IV. Atteindre Pluton : la source de la résilience
L'aboutissement de ce cheminement nous est révélé par Pluton, souvent associé au signe du Scorpion, et qui n'est autre qu'Hadès, souverain du monde souterrain dans la mythologie grecque. Il n’est pas le dieu qui donne la mort — ce rôle appartient à Thanatos — mais celui qui règne sur le royaume où toute vie retourne après la mort.
La fonction plutonienne consiste à nous initier à la descente dans ces régions profondes de la psyché où les formes anciennes doivent se défaire. Dans l’expérience du deuil, quelque chose meurt en nous : une relation, une manière d’habiter le monde, parfois même une part de notre identité. Cette épreuve nous prive de l’autre et ce faisant, elle nous transforme nous-même.
Nous pouvons rapprocher ce mouvement de dissolution et de régénération du mythe du Phénix, issu de la tradition égyptienne antique : l’oiseau qui se consume pour renaître de ses cendres. Ce récit nous rappelle que la destruction n’est pas une fin mais une étape du cycle de transformation, où la perte vient déconstruire l’ancien pour permettre l’émergence du renouveau.

Là où Saturne a imposé l’épreuve du temps et de l’acceptation, Pluton révèle ce que cette traversée a rendu possible. En touchant le fond de l’expérience humaine, la finitude, la perte, l’irréversibilité, quelque chose de précieux émerge : une conscience plus authentique de la valeur de la vie et des liens qui la traversent. C’est au cœur même de cette obscurité que se révèle le sens du chemin parcouru.
Ce que l’on croyait n’être qu’une descente dans les ténèbres se mue alors en initiation, nous permettant d'atteindre la source même de notre résilience.
À ce niveau de compréhension, la mort cesse d’apparaître comme une menace insurmontable pesant sur notre existence. Elle se révèle plutôt comme une polarité inhérente au cycle du vivant, une nécessité évolutive qui participe au renouvellement de la vie. Ce qui semblait disparu ou perdu se transforme alors en héritage : une expérience intégrée qui enrichit notre regard sur l’existence et sur notre propre Nature.

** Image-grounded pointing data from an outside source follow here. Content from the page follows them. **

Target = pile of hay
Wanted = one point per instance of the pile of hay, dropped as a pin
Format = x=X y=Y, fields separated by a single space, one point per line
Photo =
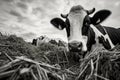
x=100 y=64
x=51 y=62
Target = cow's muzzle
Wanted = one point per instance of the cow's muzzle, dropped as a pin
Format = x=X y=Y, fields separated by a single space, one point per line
x=75 y=46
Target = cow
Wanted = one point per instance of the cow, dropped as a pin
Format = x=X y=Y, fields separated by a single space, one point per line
x=84 y=31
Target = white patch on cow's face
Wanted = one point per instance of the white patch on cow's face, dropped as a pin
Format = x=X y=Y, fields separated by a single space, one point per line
x=76 y=23
x=98 y=34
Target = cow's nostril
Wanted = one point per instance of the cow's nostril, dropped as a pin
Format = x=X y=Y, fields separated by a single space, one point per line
x=75 y=44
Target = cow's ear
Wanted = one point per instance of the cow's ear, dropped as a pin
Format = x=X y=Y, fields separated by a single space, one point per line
x=58 y=23
x=100 y=16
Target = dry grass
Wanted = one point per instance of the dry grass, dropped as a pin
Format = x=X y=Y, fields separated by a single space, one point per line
x=52 y=62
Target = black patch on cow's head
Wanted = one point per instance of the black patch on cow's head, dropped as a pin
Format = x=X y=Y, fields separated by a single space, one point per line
x=58 y=23
x=100 y=16
x=86 y=25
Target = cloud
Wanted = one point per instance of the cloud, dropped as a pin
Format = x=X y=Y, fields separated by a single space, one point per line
x=22 y=5
x=15 y=13
x=8 y=0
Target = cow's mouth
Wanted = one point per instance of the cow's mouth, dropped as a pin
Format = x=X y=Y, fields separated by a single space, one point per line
x=75 y=49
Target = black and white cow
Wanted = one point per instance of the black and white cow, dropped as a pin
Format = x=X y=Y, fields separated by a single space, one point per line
x=84 y=31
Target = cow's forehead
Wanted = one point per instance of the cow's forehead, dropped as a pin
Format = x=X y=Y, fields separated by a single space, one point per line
x=76 y=8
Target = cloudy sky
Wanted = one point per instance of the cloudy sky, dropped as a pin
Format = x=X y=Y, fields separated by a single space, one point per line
x=31 y=18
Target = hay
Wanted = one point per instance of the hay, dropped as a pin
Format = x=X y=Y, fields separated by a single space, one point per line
x=100 y=64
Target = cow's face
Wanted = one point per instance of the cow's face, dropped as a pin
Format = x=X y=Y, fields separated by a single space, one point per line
x=77 y=23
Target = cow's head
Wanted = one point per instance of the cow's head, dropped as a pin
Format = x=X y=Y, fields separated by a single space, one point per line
x=77 y=23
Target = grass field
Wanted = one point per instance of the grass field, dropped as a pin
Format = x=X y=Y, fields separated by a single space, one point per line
x=20 y=60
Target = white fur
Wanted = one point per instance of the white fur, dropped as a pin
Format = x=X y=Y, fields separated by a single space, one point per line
x=76 y=22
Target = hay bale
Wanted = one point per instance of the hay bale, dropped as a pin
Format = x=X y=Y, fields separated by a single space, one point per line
x=100 y=64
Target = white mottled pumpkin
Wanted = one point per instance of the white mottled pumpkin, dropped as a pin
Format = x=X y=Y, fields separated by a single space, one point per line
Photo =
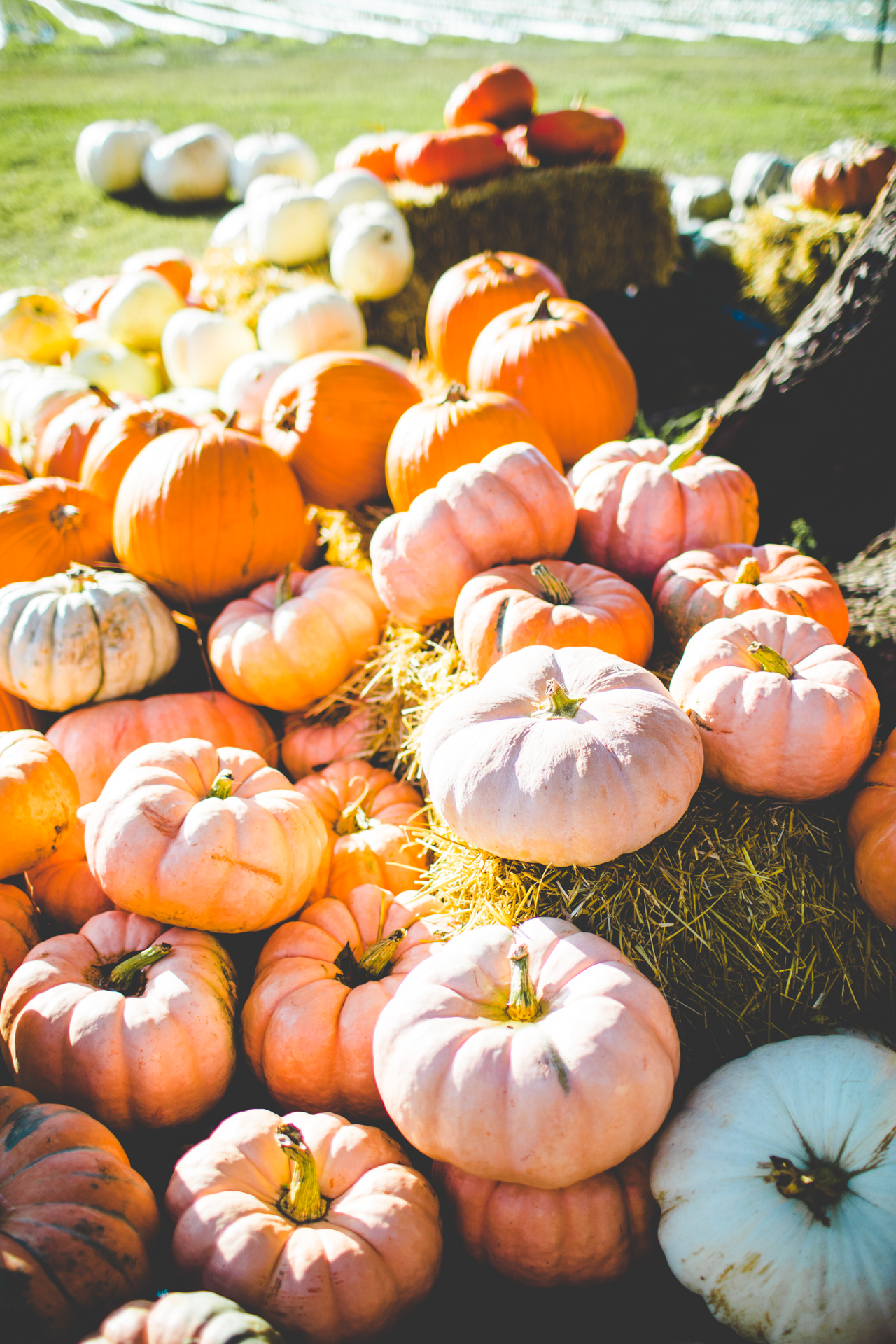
x=83 y=636
x=778 y=1193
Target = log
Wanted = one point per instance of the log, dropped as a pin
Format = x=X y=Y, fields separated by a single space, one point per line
x=813 y=421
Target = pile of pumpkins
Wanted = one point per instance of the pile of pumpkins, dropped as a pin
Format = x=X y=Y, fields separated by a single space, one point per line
x=533 y=1065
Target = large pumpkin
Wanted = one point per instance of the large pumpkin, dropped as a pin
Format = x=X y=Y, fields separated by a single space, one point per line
x=204 y=514
x=536 y=1056
x=559 y=359
x=38 y=800
x=586 y=1233
x=468 y=296
x=48 y=524
x=76 y=1224
x=783 y=711
x=127 y=1019
x=512 y=505
x=204 y=838
x=451 y=430
x=552 y=604
x=321 y=983
x=97 y=738
x=272 y=1210
x=701 y=587
x=562 y=756
x=296 y=638
x=331 y=419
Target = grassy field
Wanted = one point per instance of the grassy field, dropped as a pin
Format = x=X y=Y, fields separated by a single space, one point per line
x=688 y=109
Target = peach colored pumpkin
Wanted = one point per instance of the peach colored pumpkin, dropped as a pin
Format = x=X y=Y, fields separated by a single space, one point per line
x=561 y=756
x=370 y=819
x=203 y=836
x=64 y=886
x=296 y=638
x=552 y=604
x=536 y=1056
x=99 y=737
x=871 y=831
x=308 y=1023
x=512 y=505
x=559 y=359
x=587 y=1233
x=128 y=1021
x=321 y=1227
x=701 y=587
x=783 y=711
x=77 y=1221
x=640 y=504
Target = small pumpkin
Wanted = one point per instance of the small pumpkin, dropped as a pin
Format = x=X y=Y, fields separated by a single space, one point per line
x=535 y=1056
x=320 y=986
x=331 y=419
x=468 y=296
x=704 y=585
x=783 y=711
x=559 y=359
x=267 y=1210
x=127 y=1019
x=552 y=604
x=38 y=800
x=204 y=838
x=295 y=640
x=587 y=1233
x=77 y=1219
x=512 y=505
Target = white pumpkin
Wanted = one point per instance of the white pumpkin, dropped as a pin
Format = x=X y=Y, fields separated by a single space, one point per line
x=198 y=347
x=272 y=153
x=83 y=636
x=137 y=307
x=288 y=227
x=109 y=153
x=307 y=321
x=778 y=1193
x=190 y=164
x=372 y=260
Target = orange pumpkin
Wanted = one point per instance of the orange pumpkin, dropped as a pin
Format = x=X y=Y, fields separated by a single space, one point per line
x=117 y=441
x=450 y=430
x=48 y=524
x=559 y=359
x=204 y=514
x=555 y=604
x=77 y=1219
x=295 y=640
x=331 y=419
x=468 y=296
x=367 y=813
x=501 y=94
x=321 y=983
x=460 y=155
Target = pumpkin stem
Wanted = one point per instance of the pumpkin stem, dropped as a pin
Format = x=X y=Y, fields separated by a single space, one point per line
x=770 y=660
x=302 y=1202
x=554 y=588
x=748 y=571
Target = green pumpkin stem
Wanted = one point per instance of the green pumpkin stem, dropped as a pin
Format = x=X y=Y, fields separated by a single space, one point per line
x=770 y=660
x=302 y=1202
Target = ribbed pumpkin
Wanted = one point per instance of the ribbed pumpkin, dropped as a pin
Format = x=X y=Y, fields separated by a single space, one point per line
x=49 y=523
x=468 y=296
x=559 y=359
x=450 y=430
x=120 y=437
x=331 y=417
x=77 y=1221
x=204 y=514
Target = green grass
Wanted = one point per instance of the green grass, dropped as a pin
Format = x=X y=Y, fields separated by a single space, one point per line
x=688 y=109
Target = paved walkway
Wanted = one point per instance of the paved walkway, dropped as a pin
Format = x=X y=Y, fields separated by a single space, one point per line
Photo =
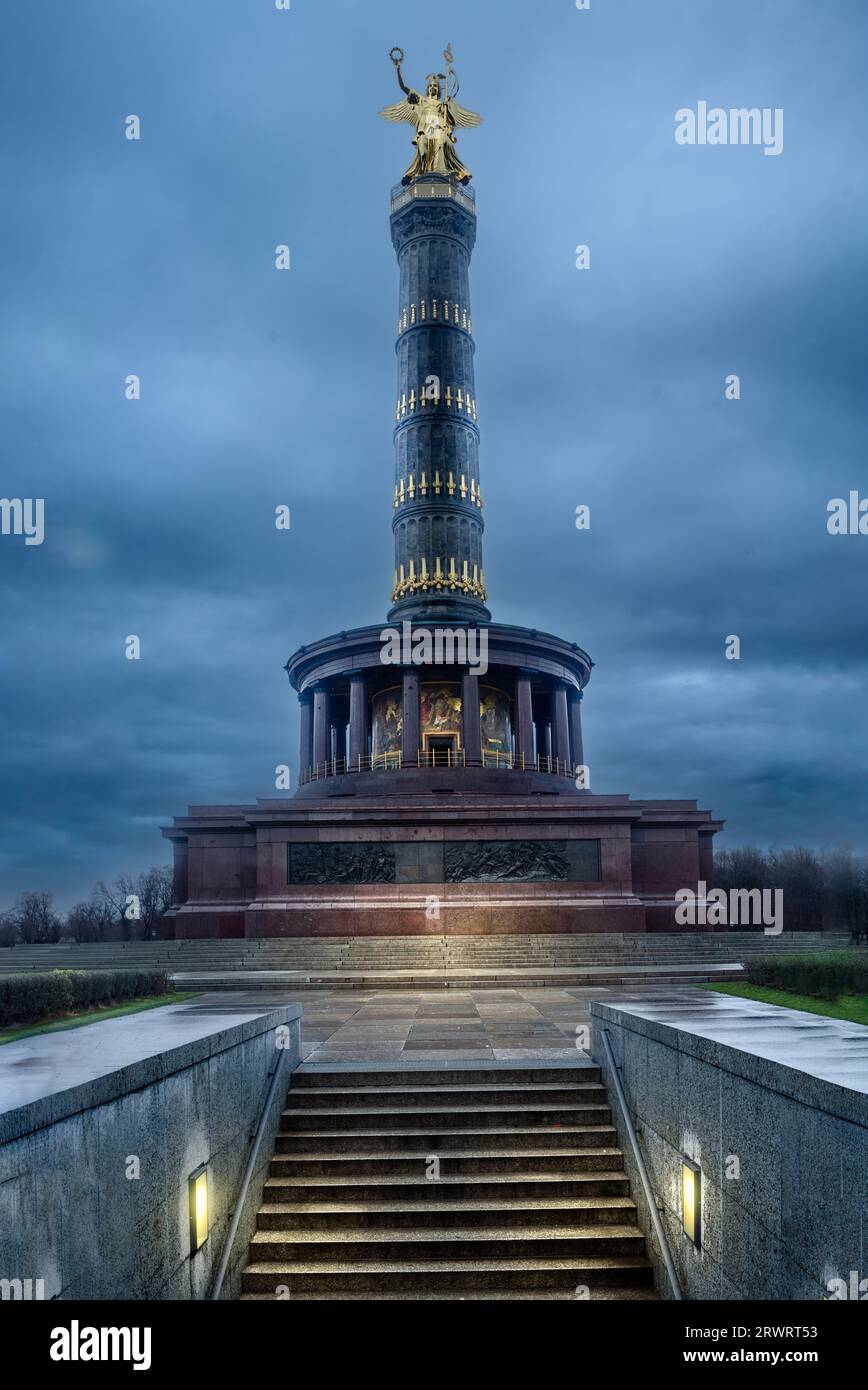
x=445 y=1026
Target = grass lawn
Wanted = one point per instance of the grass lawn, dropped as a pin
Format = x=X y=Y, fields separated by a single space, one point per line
x=113 y=1011
x=853 y=1008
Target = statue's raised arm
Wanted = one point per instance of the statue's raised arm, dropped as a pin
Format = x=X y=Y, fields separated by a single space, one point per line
x=436 y=114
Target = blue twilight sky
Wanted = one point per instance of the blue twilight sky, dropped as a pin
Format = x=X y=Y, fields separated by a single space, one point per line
x=708 y=517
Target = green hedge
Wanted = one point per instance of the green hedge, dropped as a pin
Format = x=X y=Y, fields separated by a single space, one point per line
x=32 y=997
x=824 y=975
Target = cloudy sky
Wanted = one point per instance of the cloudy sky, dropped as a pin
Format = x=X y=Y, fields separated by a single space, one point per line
x=603 y=387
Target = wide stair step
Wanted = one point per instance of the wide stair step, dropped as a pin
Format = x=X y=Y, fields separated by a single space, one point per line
x=469 y=1183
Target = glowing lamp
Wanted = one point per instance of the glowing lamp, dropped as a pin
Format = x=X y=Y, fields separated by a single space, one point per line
x=692 y=1201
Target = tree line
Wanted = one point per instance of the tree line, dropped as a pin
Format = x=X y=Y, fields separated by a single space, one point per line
x=822 y=890
x=124 y=911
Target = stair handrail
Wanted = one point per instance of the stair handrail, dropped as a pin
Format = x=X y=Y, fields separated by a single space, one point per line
x=643 y=1171
x=246 y=1176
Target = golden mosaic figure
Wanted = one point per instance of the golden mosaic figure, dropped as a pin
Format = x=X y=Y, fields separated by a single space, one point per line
x=436 y=116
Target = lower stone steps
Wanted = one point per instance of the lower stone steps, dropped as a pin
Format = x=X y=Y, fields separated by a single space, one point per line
x=461 y=1183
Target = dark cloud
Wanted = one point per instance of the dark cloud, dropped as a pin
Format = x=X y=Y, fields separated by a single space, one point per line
x=259 y=388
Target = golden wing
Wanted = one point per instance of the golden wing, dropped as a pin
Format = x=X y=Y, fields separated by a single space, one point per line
x=399 y=111
x=462 y=116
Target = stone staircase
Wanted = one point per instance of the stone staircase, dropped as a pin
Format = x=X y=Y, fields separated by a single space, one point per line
x=433 y=962
x=532 y=1198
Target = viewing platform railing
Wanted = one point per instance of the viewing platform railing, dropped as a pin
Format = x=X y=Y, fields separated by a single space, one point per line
x=434 y=758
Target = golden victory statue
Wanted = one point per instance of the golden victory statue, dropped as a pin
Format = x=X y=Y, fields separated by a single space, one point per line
x=436 y=114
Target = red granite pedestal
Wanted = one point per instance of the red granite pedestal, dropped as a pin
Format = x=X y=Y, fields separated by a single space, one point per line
x=232 y=863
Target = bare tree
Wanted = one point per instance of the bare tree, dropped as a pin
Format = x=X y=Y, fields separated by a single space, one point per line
x=88 y=920
x=34 y=918
x=137 y=904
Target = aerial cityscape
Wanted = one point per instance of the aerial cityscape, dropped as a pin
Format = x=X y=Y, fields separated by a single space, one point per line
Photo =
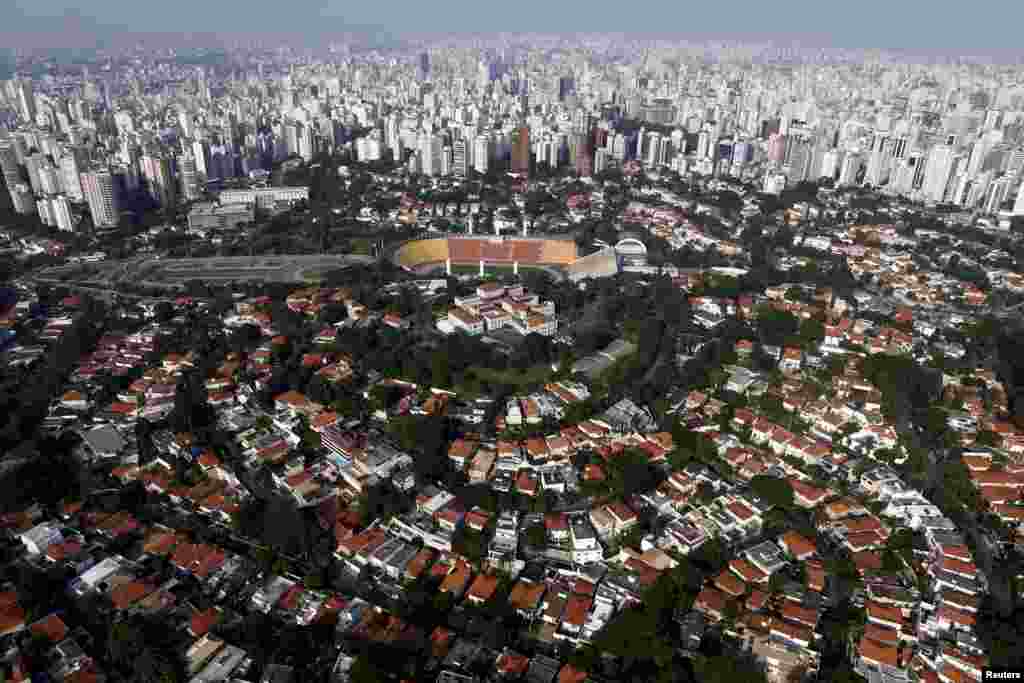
x=409 y=355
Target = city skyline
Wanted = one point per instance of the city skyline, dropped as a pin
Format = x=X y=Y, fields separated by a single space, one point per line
x=914 y=27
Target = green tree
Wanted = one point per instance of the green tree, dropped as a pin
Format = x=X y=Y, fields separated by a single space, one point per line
x=773 y=491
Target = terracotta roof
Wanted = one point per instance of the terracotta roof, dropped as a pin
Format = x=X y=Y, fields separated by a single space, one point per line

Alors, peut-on atténuer la douleur ? Peut-on accélérer le deuil ? Ces questions m'ont parfois été posées en consultation. La vérité est que la souffrance liée à la perte ne disparaît pas. Cependant, comme l’écrit le psychiatre Christophe Fauré, elle peut être « circonscrite en un lieu donné en soi, que l’on va ensuite entourer de vie ».
La consultation astrologique n’a pas pour but de supprimer la douleur. Elle vise à donner du sens au processus et à comprendre comment chacun traverse ces épreuves. Si la blessure demeure, elle devient cependant une cicatrice vivante, porteuse de mémoire et de conscience.
Pacifier son rapport à la mort, c’est apprendre à lui donner une place, à mesurer ce qu’elle transforme en nous, et à perpétuer l’héritage de ceux qui nous ont quittés.